I am trying to prove if R and R' are two reduced row echelon matrices, and have the same nullspaces, they are identical. I have observed this when testing them, but I have trouble finding a formal proof.
I tried reading this question and extracting a general solution, but this question is focused on a particular 2 by 3 matrix whereas I am trying to find a formal proof for an m by n matrix.
I believe I should start by writing two general reduced row echelon matrices, writing Rx=R'x=0 and finding a general answer for each row, then proving they are equal, but I have trouble proving it generally and without presumptions.
Thank you in advance.
Best Answer
Here is an attempt at a direct proof (which is unfortunately more complicated than I would have hoped).
It suffices to show that the RREF can be recovered from the nullspace. Let $R$ denote an RREF matrix with $n$ columns; we proceed inductively over $n$. For the case of $n=1$, there are two possible RREF matrices corresponding to the two possible nullspaces.

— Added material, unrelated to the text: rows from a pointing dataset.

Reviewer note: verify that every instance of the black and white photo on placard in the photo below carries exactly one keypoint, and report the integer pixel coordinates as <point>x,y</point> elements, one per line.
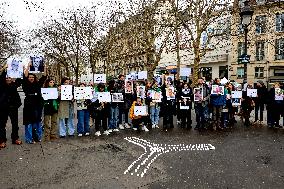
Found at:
<point>83,93</point>
<point>99,78</point>
<point>117,97</point>
<point>49,93</point>
<point>15,68</point>
<point>66,92</point>
<point>37,64</point>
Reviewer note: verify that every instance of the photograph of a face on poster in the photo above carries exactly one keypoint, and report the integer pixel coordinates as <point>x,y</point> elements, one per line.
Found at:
<point>216,89</point>
<point>278,94</point>
<point>37,64</point>
<point>198,94</point>
<point>15,68</point>
<point>236,101</point>
<point>128,86</point>
<point>169,80</point>
<point>170,93</point>
<point>117,97</point>
<point>140,91</point>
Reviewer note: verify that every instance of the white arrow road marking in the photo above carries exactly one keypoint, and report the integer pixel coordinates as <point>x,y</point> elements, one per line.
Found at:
<point>152,151</point>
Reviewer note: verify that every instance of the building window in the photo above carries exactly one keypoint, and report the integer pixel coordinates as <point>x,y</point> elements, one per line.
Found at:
<point>241,49</point>
<point>259,72</point>
<point>279,22</point>
<point>279,49</point>
<point>240,72</point>
<point>259,51</point>
<point>260,24</point>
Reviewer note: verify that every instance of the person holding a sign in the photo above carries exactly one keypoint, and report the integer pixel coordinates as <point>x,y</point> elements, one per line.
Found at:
<point>9,104</point>
<point>137,117</point>
<point>155,104</point>
<point>185,98</point>
<point>260,100</point>
<point>33,106</point>
<point>50,113</point>
<point>83,115</point>
<point>66,111</point>
<point>100,111</point>
<point>201,105</point>
<point>275,107</point>
<point>218,101</point>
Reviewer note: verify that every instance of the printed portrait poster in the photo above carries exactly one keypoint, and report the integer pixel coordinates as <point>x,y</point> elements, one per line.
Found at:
<point>197,94</point>
<point>143,75</point>
<point>140,91</point>
<point>278,94</point>
<point>128,86</point>
<point>37,64</point>
<point>170,93</point>
<point>185,72</point>
<point>99,78</point>
<point>83,93</point>
<point>169,80</point>
<point>237,94</point>
<point>140,110</point>
<point>87,79</point>
<point>103,96</point>
<point>117,97</point>
<point>49,93</point>
<point>66,92</point>
<point>252,92</point>
<point>216,89</point>
<point>236,101</point>
<point>15,68</point>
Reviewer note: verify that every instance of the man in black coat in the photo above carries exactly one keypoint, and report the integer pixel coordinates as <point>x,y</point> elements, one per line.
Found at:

For $n > 1$, let $U$ denote the nullspace of $R$. Let $R'$ denote the matrix obtained by deleting the last column of $R$. We note that the nullspace of $R'$ has the same dimension as (and is "essentially equal" to) $$ U' = U \cap \operatorname{span}\{e_1,\dots,e_{n-1}\}, $$ where $e_1,\dots,e_n$ denote the standard basis of $\Bbb R^n$. There are two possibilities: in the case that $U' = U$, the final column of $R$ must be linearly independent of the rest, which means that the final column must be a pivot column. For the case that $U' \subsetneq U$, let $p_1<\cdots<p_r$ denote the indexes of the pivot columns of $r$, so that $Re_{p_i} = e_i$ for each $i = 1,\dots,k$. It follows that the final column $Re_n$ of $R$ satisfies $$ Re_n = \sum_{i=1}^k r_{in} e_i = \sum_{i=1}^k r_{in} R e_{p_i} \implies\\ R\left[e_n - \sum_{i=1}^k r_{in} e_{p_i}\right] = 0. $$ That is, if $v = e_n - \sum_{i=1}^k r_{in} e_{p_i}$, then $U = U' + \operatorname{span}(v)$.
I claim that for any $w = e_n - \sum_{i = 1}^k s_{in} e_{p_i}$, we can only have $U' + \operatorname{span}(v) = U' + \operatorname{span}(w)$ if $r_{in} = s_{in}$ for all $i$. If this is proved, then the final column of $R$ is uniquely determined by $U$, which would allow us to finish the proof.